Сукре в своем Трухильо приуныл и тихонько просился домой, в Эквадор и Колумбию; но не таков был Боливар. Неизменно опустошенный и вялый после побед и возни в городах с конгрессами, генералами и городскими властями, кабильдо, он оживал – и вновь ожил – при живой и свежей опасности, он раздувал паруса и шел напролом с фанатической и беспечной верой в удачу и интуицию. Он требовал от Сантандера армий, от Сукре – стойкости в этой трясинной, болотной беде, от солдат – терпения и упорства:

– Еще одно, последнее, да, последнее, да, последнейшее усилие.

Действовали убийцы-наемники. Пришлось устроить блуждающее правительство, как на Ориноко. Солдаты роптали из-за неуплаты денег. Он реквизировал церковную золотую утварь, пустил с молотка правительственные поместья, конфисковал собственность испанских семейств и предателей, мобилизовал женщин к шитью мундиров и прочего снаряжения, заставил детей собирать железо – старые гвозди, подковы, жесть, подносы и обручи. То и дело можно было слышать его визгливый, режущий голос:

– Войну не делают из любви к господу богу. Будьте жестоки. Дисциплинируйте солдат. Если нет достаточно ружей, вооружайте людей пиками. Третий и четвертый ряды бойцов, вооруженные пиками, могут принести большую пользу… Я сам видел. Когда те возвращаются, выстрелив и приняв первый штыковой удар, вдруг выходят эти – с легким и длинным оружием… В бою среди новичков бывают большие потери. Коли хотите иметь тысячу солдат, мобилизуйте пять тысяч… Перу мы будем защищать даже зубами.

Стали прибывать подкрепления из напуганной наконец Колумбии; помогли индейцы, которым Боливар раздавал земли.

Вскоре армия выросла до десяти тысяч.

Силы испанцев были еще сравнительно рассеяны; следовало немедленно выступить.

В июле армия двинулась в горы. В авангарде был Сукре, во главе основных полков – сам Боливар. Как и всегда под сенью своего господина, Освободителя, Антонио воспрянул духом; все было ясно, ясное было дело, и за спиной – Симон.

29 июля, пройдя свирепые ледяные хребты, армия вышла на плоское парамо близ вершины Паско. Боливар устроил смотр.
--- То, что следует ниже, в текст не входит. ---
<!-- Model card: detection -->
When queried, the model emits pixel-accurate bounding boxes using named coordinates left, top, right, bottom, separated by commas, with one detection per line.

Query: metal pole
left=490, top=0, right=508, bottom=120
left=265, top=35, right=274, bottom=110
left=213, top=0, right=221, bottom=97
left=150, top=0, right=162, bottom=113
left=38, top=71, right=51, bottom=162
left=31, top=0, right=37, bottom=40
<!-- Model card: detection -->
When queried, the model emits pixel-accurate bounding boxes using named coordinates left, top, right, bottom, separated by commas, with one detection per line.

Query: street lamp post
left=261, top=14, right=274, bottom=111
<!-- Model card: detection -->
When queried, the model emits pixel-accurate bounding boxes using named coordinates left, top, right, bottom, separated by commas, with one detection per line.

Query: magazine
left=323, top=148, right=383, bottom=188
Вся Америка, весь мир добивал врагов великой свободы. Здесь были люди из всех провинций и городов, из Европы и из далекой Московии, из Африки и Соединенных Штатов.

Через несколько дней они в полном молчании и без единого выстрела бились в долине Хунина; стоял равнодушный, густой и хрусткий треск стали; Фернандо, орудуя копьем и ножом, чувствуя в душе спокойную злобу и некую решительную усталость, уложил человек двенадцать; почти все начальники крутили шпагами, палашами в гуще сражения; Мануэлита, в штанах и мундире, лезла куда не просят, таскала раненых и, взбудораженная и красная, срезала две усины у мертвого годского офицера и приклеила смоляным раствором себе надо ртом; Боливар в ярости оборвал все это с ее лица.

Испанцы были разгромлены и бежали.

Вскоре вновь была собрана королевская армия; было двенадцать тысяч. Боливар освобождал Кальяо и Лиму, один на один с испанцами оставался бессменный Сукре. Армия шла на армию; не было смуты, мглы и тумана, было ясно, что делать. Людей у Сукре было гораздо меньше, чем у испанцев, он долго отступал в поисках удобного плацдарма – и наконец нашел его невдалеке от Куско, при Аякучо.

Слово это на языке инков значит – «угол мертвых».

Оно вошло в торжественную историю Южной Америки.

Перед сражением из рядов обеих армий, противостоящих друг другу, вышли родные и близкие и простились друг с другом: одни умирали за бога и короля, другие – за свободу Америки.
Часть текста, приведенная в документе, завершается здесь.